Tomaszewski dla SportoweFakty.pl: Wielkie, wielkie słowa uznania dla Lecha

Lech Poznań po dobrym meczu pokonał FC Salzburg 2:0 i jest liderem Grupy A w Lidze Europejskiej. - Wielkie, wielkie słowa uznania dla Lecha - mówi portalowi SportoweFakty.pl Jan Tomaszewski, były reprezentant Polski.

Kolejorz prowadzenie objął w 47. minucie po tym jak bramkę głową po rzucie rożnym zdobył Manuel Arboleda. 10 minut przed końcem Sławomir Peszko wykończył akcję Semira Stilica i Lech zasłużenie wygrał 2:0.

- Pierwsza połowa była taka byle jaka. Natomiast druga część meczu była kapitalna. Wielkie, wielkie słowa uznania dla Lecha. Wyciągnął wnioski z fatalnej postawy defensywnej z Turynu. Te błędy nie zostały powtórzone. Trzeba podkreślić, że Burić, który grał za Kotorowskiego, pokazał od samego początku, iż na przedpolu potrafi grać. Nie było takich zapalników, jak z Juventusem - mówi naszemu portalowi były reprezentant Polski.

- Natomiast jest jedna rzecz, którą nie można przemilczeć. Dla mnie najlepszym zawodnikiem na boisku był Sławomir Peszko, ale jego bezmyślność nie ma dla mnie granic. Popełnić brutalny i idiotyczny faul, który eliminuje go z następnego meczu, to jest to po prostu idiotyzm. Popełnił go na środku boiska i to przy stanie 2:0. Niestety dla mnie Peszko nie potrafi zachować się jak nakazuje logika - kontynuuje Jan Tomaszewski po czym dodaje: - Peszko był bohaterem meczu. Wykorzystał frajerski błąd tego stoperka z Ugandy. On dla mnie był najbardziej błyskotliwym zawodnikiem tego spotkania. Siał sporo zamętu pod bramką przeciwnika. Do nikogo z Lecha nie można mieć pretensji, ponieważ wszyscy grali dobrze. Oczywiście do Peszko można mieć pretensje, że złapał taką idiotyczną kartkę. Wichniarek także z tego powodu nie zagra, ale on nie jest podstawowym zawodnikiem Lecha.

Piłkarze obu zespołów nieźle spisali się na kiepskiej murawie na poznańskim stadionie. Jan Tomaszewski nie nazwał boiska murawą: - Obydwu drużynom należą się pochwały, że pokazały w drugiej połowie dobry futbol, chociaż grały na pastwisku. Nie można przecież tego nazwać boiskiem.

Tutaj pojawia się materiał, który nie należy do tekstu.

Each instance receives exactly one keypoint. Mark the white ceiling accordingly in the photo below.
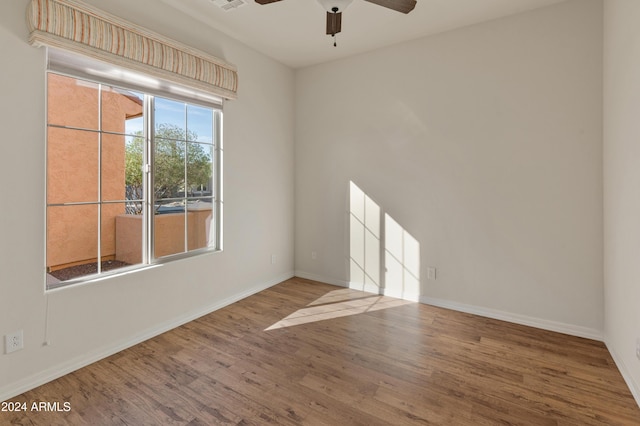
(293, 31)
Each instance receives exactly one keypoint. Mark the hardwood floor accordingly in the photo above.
(309, 353)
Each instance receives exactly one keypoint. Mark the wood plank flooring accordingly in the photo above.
(305, 353)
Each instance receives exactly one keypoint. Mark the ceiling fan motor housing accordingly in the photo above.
(335, 6)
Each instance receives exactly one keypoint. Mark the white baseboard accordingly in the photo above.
(559, 327)
(573, 330)
(13, 389)
(633, 386)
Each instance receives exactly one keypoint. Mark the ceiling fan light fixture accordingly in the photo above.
(334, 6)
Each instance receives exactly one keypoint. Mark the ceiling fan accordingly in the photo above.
(334, 10)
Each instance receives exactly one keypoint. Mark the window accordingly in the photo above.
(133, 178)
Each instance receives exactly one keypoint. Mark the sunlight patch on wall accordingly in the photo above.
(384, 258)
(402, 261)
(364, 241)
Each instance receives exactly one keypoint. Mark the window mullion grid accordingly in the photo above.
(186, 162)
(148, 188)
(99, 260)
(217, 185)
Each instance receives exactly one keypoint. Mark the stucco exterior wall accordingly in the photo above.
(73, 160)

Lech dzięki remisowi z Juventusem Turyn 3:3 i zwycięstwu nad Salzburgiem został liderem Grupy A. Ma tyle samo punktów co Manchester City, który w czwartkowy wieczór zremisował na własnym obiekcie ze Starą Damą 1:1. Wciąż bez punktu pozostaje Red Bull. Lech ma spore szanse na awans, ale odbyły się dopiero dwie kolejki. - Procentuje doskonała gra i wynik z Juventusem. Nabrali tego przekonania we własne umiejętności. Te najbliższe dwa mecze pokażą czy Lech będzie miał szansę wyjść z grupy. Już teraz, po tych dwóch spotkaniach, można powiedzieć, iż Lech bardzo dobrze zaprezentował polski futbol. Chociaż nie wiem czy można nazwać go polską drużyną, ponieważ większość zawodników z podstawowego składu to obcokrajowcy - zakończył Tomaszewski.

Humory fanom Kolejorza może psuć sytuacja kadrowa Lecha. Trzech zawodników z powodu kartek nie będzie mogło zagrać przeciwko Manchesterowi City. Prócz wspomnianego Peszki i Wichniarka także Dimitrije Injac nie wystąpi przeciwko The Citizens.